Rechtspraak
Gerechtshof Arnhem-Leeuwarden (Locatie Leeuwarden), 14 december 2010
ECLI:NL:GHLEE:2010:BP1090
X Isolatie BV/werknemer
De arbeidsovereenkomst tussen partijen is per 1 augustus 2008 ontbonden onder toekenning van een vergoeding van € 32.500 aan werknemer. Bij deze gelegenheid is bij vaststellingsovereenkomst het concurrentiebeding en het geheimhoudingsbeding in duur beperkt tot een jaar. Werknemer is kort daarna in dienst getreden van een concurrent. Volgens werkgever heeft werknemer ten minste driemaal het concurrentiebeding overtreden, dan wel onrechtmatige concurrentie toegebracht. De kantonrechter heeft de vorderingen afgewezen.
Het hof oordeelt als volgt. Met de kantonrechter is het hof van mening dat uit het enkele feit dat werknemer contact met oude klanten van werkgever heeft opgenomen, nog niet vaststaat dat hij het geheimhoudingsbeding heeft overtreden.
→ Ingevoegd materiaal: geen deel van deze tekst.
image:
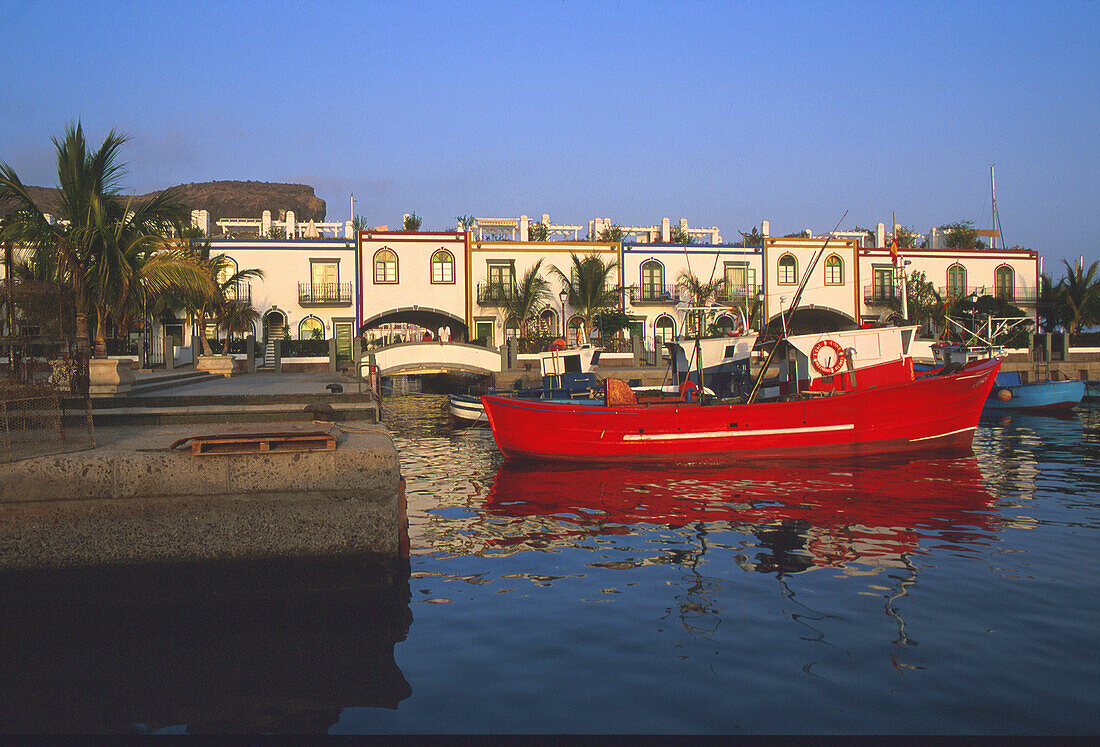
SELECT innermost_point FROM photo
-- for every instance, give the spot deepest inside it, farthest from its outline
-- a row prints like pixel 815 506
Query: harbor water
pixel 942 594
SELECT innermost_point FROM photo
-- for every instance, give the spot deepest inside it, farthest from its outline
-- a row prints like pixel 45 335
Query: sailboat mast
pixel 997 219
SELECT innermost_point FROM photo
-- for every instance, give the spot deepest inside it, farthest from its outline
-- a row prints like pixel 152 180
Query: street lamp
pixel 563 296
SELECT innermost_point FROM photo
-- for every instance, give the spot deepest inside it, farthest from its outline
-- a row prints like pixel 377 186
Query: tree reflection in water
pixel 857 517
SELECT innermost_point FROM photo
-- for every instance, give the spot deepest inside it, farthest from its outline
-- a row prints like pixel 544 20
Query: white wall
pixel 286 263
pixel 817 293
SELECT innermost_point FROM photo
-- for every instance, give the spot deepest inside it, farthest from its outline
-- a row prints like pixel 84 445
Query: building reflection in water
pixel 273 646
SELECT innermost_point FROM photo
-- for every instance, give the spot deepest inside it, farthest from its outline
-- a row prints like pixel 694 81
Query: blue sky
pixel 724 113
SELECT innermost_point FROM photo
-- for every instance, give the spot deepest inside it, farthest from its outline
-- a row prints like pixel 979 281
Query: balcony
pixel 241 292
pixel 493 294
pixel 881 294
pixel 1014 295
pixel 655 294
pixel 325 294
pixel 736 294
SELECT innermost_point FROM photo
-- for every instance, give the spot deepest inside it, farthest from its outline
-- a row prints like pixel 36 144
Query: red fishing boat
pixel 877 511
pixel 886 410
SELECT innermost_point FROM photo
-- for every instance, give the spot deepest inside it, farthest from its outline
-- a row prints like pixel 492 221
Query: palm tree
pixel 527 298
pixel 237 316
pixel 589 287
pixel 1080 289
pixel 105 251
pixel 700 293
pixel 227 282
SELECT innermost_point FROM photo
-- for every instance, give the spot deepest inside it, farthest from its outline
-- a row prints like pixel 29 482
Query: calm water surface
pixel 942 595
pixel 952 594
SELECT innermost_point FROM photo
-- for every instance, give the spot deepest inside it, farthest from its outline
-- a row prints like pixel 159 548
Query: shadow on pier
pixel 265 646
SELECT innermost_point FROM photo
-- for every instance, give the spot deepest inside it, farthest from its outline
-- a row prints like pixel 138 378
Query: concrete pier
pixel 133 500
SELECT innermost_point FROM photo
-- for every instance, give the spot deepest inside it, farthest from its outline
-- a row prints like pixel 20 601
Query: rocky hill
pixel 227 199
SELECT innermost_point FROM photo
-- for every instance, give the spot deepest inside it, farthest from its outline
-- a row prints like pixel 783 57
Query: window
pixel 956 281
pixel 311 328
pixel 385 266
pixel 548 322
pixel 740 281
pixel 882 288
pixel 724 325
pixel 664 330
pixel 325 279
pixel 501 281
pixel 652 279
pixel 510 328
pixel 226 270
pixel 1004 282
pixel 442 266
pixel 484 331
pixel 788 270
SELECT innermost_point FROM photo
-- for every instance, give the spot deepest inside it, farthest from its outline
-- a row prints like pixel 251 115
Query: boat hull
pixel 930 413
pixel 1037 396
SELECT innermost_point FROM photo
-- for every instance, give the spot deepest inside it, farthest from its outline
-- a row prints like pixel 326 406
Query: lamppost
pixel 563 296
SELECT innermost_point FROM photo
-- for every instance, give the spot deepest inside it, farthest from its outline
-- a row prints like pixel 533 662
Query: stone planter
pixel 219 365
pixel 108 377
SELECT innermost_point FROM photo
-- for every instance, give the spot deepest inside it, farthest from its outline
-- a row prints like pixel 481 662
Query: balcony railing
pixel 880 294
pixel 737 293
pixel 241 292
pixel 325 294
pixel 1013 295
pixel 655 294
pixel 493 294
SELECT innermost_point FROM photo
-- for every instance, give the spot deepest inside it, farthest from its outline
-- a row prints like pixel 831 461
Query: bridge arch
pixel 422 316
pixel 429 358
pixel 812 318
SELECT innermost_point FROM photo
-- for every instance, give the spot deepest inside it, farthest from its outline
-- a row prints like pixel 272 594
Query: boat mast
pixel 997 218
pixel 794 305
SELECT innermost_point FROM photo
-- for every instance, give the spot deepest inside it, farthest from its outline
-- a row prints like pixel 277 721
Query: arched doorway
pixel 274 322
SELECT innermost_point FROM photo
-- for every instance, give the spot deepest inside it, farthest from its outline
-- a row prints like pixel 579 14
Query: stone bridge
pixel 427 358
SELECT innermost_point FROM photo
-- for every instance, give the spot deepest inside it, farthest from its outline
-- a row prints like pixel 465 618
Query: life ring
pixel 820 364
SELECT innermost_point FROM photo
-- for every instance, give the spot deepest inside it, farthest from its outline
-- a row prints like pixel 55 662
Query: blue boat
pixel 1011 393
pixel 568 375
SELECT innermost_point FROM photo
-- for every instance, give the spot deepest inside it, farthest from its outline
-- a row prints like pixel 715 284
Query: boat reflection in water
pixel 876 512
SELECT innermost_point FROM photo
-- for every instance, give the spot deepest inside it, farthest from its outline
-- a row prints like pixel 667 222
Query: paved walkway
pixel 245 384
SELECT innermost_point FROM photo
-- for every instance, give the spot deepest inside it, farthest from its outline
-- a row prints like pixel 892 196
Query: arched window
pixel 548 322
pixel 226 270
pixel 652 279
pixel 664 330
pixel 724 325
pixel 385 266
pixel 442 266
pixel 788 270
pixel 1004 281
pixel 575 322
pixel 311 328
pixel 956 281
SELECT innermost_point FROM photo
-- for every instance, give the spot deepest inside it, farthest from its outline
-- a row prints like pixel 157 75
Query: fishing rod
pixel 794 304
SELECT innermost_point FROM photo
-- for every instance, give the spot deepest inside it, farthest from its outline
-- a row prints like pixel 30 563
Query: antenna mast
pixel 997 218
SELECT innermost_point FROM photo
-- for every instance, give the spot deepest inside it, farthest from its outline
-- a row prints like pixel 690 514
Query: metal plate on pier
pixel 285 441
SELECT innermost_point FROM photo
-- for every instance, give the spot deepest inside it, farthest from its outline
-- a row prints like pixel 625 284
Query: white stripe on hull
pixel 727 434
pixel 928 438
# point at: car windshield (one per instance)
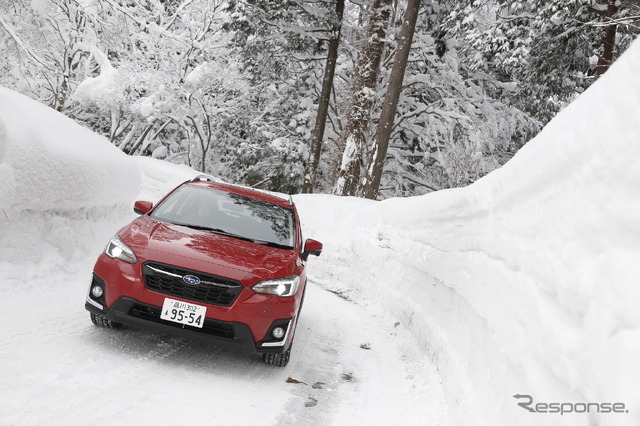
(228, 214)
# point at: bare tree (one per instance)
(390, 104)
(315, 147)
(609, 41)
(358, 114)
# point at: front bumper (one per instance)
(131, 310)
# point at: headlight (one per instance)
(119, 250)
(283, 287)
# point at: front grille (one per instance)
(212, 290)
(211, 327)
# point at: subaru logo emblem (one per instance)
(191, 280)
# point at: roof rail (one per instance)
(204, 178)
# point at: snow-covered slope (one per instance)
(525, 282)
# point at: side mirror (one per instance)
(312, 247)
(142, 207)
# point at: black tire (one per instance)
(101, 321)
(279, 360)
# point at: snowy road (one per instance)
(347, 366)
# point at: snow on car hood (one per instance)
(207, 252)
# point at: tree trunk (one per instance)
(315, 147)
(358, 114)
(609, 41)
(390, 104)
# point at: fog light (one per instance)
(96, 291)
(278, 332)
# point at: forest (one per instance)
(367, 98)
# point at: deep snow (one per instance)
(522, 283)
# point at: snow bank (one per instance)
(525, 282)
(47, 161)
(63, 188)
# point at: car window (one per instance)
(226, 212)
Daarvoor zou toch ten minste moeten zijn gesteld en gebleken dat werknemer enkel op grond van hem tijdens het dienstverband discreet verstrekte informatie op de hoogte kon zijn van het klantenbestand van werkgever en dat hij niet – op basis van voor iedereen toegankelijke informatie – het potentiële klantenbestand van de markt waarop werkgever actief is, in kaart heeft kunnen brengen om deze vervolgens te benaderen.
De kantonrechter heeft – ten overvloede – overwogen en beslist dat indien er al sprake mocht zijn van onrechtmatig handelen van werknemer jegens werkgever (hetgeen onvoldoende komt vast te staan) het niet zo kan zijn dat werknemer dan de boete verschuldigd is die partijen contractueel hebben vastgelegd. Vervolgens heeft de kantonrechter vastgesteld dat vaststelling van schade alsdan op de gebruikelijke wijze zou hebben dienen plaats te vinden, doch dat werkgever in dat kader onvoldoende heeft gesteld en onderbouwd, zodat ook om die reden een vordering uit hoofde van onrechtmatige daad niet voor toewijzing in aanmerking komt. Werkgever herhaalt in de toelichting op de grief dat zij voor wat betreft de door haar geleden schade aansluiting wenst te zoeken bij de boete als overeengekomen in artikel 12 van de arbeidsovereenkomst, maar die wens wordt rechtens niet gefundeerd en mist ook elke steun in het recht. Dat werkgever ten gevolge van het beweerdelijk onrechtmatig handelen van werknemer daadwerkelijk schade heeft geleden is ook in hoger beroep niet voldoende onderbouwd gesteld of gebleken. Ook in hoger beroep zou derhalve op die grond (geen belang, geen actie) de vordering uit hoofde van onrechtmatige daad niet tot resultaat hebben kunnen leiden.